Il motore visivo: illuminazione e particelle in ogni fotogramma 🎨
Il comparto tecnico di Solo Leveling si distingue per la sua illuminazione dinamica e l'uso di effetti di particelle che infondono energia a ogni scena di combattimento. DUBU e il suo team applicano contrasti marcati tra le ombre dei dungeon e i bagliori delle abilità magiche. Le battaglie su larga scala beneficiano di un design delle vignette che privilegia il movimento fluido, con linee d'azione ed esplosioni cromatiche che guidano lo sguardo del lettore senza saturare la composizione.
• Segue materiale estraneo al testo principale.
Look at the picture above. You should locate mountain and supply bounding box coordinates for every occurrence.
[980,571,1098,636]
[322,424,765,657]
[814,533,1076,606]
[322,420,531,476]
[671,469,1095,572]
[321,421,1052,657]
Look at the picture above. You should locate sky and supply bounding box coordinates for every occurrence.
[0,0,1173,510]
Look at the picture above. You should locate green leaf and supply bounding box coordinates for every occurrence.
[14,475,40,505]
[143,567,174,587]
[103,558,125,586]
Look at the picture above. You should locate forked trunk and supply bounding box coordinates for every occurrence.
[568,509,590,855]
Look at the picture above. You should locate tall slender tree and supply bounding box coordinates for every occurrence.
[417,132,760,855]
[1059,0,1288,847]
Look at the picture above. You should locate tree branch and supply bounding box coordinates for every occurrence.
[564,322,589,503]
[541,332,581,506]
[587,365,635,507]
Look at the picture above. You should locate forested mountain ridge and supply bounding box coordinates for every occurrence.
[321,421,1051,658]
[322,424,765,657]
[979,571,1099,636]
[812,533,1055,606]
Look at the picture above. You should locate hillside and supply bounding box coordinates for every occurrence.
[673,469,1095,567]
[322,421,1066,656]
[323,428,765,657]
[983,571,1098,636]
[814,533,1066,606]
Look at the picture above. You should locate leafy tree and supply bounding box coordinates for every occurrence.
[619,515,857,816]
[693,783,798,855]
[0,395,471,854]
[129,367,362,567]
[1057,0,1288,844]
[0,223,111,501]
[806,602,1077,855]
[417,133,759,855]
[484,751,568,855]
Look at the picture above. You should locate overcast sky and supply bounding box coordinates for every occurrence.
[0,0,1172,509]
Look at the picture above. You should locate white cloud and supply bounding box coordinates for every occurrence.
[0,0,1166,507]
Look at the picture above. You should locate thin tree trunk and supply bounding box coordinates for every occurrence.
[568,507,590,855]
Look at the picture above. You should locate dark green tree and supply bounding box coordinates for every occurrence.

Ogni colpo e ogni evocazione si percepiscono come una sequenza di gioco.
La gilda dei cacciatori e la loro totale incapacità di leggere le istruzioni 😂
La cosa divertente è che, mentre Jin-Woo farma esperienza come se fosse un giocatore di MMO con orario di lavoro, il resto dei cacciatori insiste nell'ignorare le meccaniche di base del sistema. Entrano nei dungeon senza controllare il livello di difficoltà, confidano nel loro rango e finiscono come spuntini per draghi. Praticamente, sono quel compagno di raid che non sa schivare l'attacco ad area e dà la colpa al healer. Meno male che il protagonista è arrivato con la sua abilità di salire di livello e una pazienza infinita.